The authors provide a pie chart of outcomes:

Outcomes metabolic acidosis

How can you protect your baby? The best way is fetal monitoring during labor, either electronic fetal monitoring or intermittent listening (auscultation) following a rigorous protocol. Fetal monitoring, particularly electronic monitoring, has a high false positive rate. That means that it may indicate distress when your baby is not actually oxygen deprived. It does, however, have a low false negative rate, meaning that if your baby’s heart rate monitoring is normal, your baby is very likely to be safe.

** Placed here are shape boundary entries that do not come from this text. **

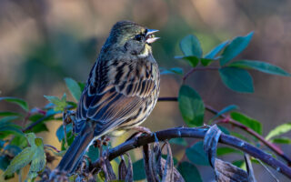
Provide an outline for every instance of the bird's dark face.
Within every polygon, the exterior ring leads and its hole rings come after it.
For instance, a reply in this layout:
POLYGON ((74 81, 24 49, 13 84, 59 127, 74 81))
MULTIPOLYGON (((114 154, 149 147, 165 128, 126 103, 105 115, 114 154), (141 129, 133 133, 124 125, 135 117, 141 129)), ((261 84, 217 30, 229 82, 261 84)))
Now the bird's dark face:
POLYGON ((146 57, 151 52, 151 44, 158 39, 157 30, 145 28, 134 22, 117 22, 112 28, 109 39, 111 46, 123 47, 130 55, 146 57))

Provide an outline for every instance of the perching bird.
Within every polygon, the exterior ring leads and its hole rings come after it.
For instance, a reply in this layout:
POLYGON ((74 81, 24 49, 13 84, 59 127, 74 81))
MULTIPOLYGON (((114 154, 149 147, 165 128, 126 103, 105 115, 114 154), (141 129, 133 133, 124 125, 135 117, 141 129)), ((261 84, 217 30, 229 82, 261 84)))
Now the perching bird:
POLYGON ((151 44, 157 30, 117 22, 91 69, 76 110, 75 138, 56 169, 74 174, 96 138, 140 125, 159 94, 160 74, 151 44))

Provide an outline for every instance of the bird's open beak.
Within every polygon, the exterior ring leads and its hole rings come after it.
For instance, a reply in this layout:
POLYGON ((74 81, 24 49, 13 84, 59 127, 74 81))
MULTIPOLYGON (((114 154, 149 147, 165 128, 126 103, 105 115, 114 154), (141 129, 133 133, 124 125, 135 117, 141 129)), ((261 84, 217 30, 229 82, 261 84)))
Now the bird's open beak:
POLYGON ((158 30, 155 29, 147 29, 146 35, 146 42, 147 44, 152 44, 153 42, 156 41, 160 37, 156 37, 154 33, 158 32, 158 30))

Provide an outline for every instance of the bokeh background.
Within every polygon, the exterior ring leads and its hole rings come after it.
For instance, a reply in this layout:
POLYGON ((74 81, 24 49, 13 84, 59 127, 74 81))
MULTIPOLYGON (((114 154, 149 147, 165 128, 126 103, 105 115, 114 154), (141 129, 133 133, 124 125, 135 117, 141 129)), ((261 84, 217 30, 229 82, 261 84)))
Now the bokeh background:
MULTIPOLYGON (((32 108, 48 103, 44 95, 68 94, 64 77, 85 82, 111 26, 124 19, 160 30, 161 39, 153 49, 162 67, 189 69, 187 63, 174 59, 181 55, 179 41, 189 34, 199 38, 206 53, 222 41, 254 30, 250 46, 239 56, 264 60, 290 73, 290 9, 287 0, 0 0, 0 96, 24 98, 32 108)), ((195 73, 187 84, 218 110, 230 104, 239 106, 241 112, 263 123, 266 135, 291 120, 291 79, 251 74, 254 94, 228 90, 216 72, 195 73)), ((163 76, 160 96, 177 96, 180 85, 180 76, 163 76)), ((15 109, 0 102, 0 110, 15 109)), ((45 143, 59 147, 55 133, 60 125, 49 124, 50 132, 40 135, 45 143)), ((158 103, 144 124, 153 131, 183 125, 176 103, 158 103)), ((291 155, 290 147, 282 148, 291 155)), ((174 150, 177 157, 183 152, 175 147, 174 150)), ((211 180, 209 167, 199 170, 206 181, 211 180)), ((258 181, 270 181, 262 167, 255 166, 255 174, 258 181)))

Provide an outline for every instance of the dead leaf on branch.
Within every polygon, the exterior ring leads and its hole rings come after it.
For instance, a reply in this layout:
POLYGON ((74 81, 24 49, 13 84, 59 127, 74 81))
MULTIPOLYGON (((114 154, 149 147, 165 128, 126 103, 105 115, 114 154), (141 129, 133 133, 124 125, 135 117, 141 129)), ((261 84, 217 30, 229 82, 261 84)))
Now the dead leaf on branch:
POLYGON ((216 181, 256 182, 255 177, 252 175, 251 164, 246 158, 245 159, 248 162, 248 173, 228 162, 216 158, 216 148, 221 133, 216 125, 212 126, 206 132, 204 139, 204 149, 207 154, 211 167, 215 170, 216 181))
POLYGON ((165 144, 167 148, 166 160, 162 157, 162 151, 157 141, 153 145, 147 144, 143 147, 146 179, 154 182, 184 182, 180 173, 174 167, 170 144, 168 142, 165 144))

A high false positive rate means that a lot of babies are rescued (by emergency C-section, forceps or vacuum) who were never in any trouble. On the other hands, it means that if there is even the slightest indication that your baby’s brain is at risk, everything will be done to prevent injury.

Of course, you could always opt not to monitor at all and “trust” that your baby will survive birth unscathed. Ironically, natural childbirth advocates, the folks who are most concerned with maximizing a child’s intellectual potential and health by breastfeeding, making their own organic baby food, and avoiding any toxins, are most likely to put their babies at risk of the biggest toxin of them all: oxygen deprivation during labor.